# Reading data ... the TensorFlow way 

Queues can be used to feed data into your TensorFlow graph. This allows you to deal with large data sets, perhaps stored in different files. This notebook is based on the official tutorials 
[Reading Data](https://www.tensorflow.org/programmers_guide/reading_data) and
[Threading and Queues](https://www.tensorflow.org/programmers_guide/threading_and_queues), which contain much more information. 

In [None]:
import tensorflow as tf

We have a queue containing all files containing the data (here we consider just a single file):

In [None]:
filename_queue = tf.train.string_input_producer([ "../data/LSDA2017WeedCropTrain.csv" ])

A `TextLineReader` allows us to read from a plain text file:

In [None]:
reader = tf.TextLineReader(skip_header_lines = 0)

And the `TextReader` should read from the files in our queue:

In [None]:
key, value = reader.read(filename_queue)

Queues are filled in extra threads.
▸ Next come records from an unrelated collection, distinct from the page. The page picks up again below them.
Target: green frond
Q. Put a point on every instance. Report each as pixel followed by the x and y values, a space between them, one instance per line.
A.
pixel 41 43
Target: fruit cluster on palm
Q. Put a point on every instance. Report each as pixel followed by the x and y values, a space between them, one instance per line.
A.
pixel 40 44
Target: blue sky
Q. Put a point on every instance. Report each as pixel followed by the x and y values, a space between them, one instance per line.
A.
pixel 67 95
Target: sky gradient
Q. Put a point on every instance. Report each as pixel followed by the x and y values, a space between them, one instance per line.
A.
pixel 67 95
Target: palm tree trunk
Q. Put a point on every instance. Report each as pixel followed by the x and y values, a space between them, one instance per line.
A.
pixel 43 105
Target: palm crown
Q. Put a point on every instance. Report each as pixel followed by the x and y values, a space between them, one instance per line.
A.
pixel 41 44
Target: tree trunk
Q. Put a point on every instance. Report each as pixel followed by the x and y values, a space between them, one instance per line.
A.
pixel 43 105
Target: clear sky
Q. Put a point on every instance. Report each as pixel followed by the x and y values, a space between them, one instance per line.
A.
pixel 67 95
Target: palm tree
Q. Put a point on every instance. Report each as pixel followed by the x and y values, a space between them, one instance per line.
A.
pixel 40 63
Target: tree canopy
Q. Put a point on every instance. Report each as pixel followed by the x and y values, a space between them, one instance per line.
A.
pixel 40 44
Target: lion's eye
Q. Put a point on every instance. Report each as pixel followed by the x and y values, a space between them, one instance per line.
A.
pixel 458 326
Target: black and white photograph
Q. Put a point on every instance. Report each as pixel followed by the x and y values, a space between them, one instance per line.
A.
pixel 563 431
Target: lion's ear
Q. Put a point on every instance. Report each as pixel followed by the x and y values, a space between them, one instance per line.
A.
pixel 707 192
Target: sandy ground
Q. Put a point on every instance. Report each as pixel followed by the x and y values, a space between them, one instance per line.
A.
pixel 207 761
These are started by `tf.train.start_queue_runners`.

For dealing with threads with make use of an `tf.train.Coordinator` object, which coordinates the termination of a set of threads. A coordinator can  ask all threads it coordinates to stop via `tf.train.Coordinator.request_stop()`. Calling `tf.train.Coordinator.join` waits until the registered threads have terminated.

In [None]:
with tf.Session() as sess:
    coord = tf.train.Coordinator() # Thread coordinator
    threads = tf.train.start_queue_runners(coord = coord) # Start queue runners, returns the corresponding threads
    for i in range(1,10):
        print(sess.run([key, value]))
    coord.request_stop() # Ask the threads to stop
    coord.join(threads)  # Wait until threads have stopped

After the last pattern is read, the first pattern is returned again.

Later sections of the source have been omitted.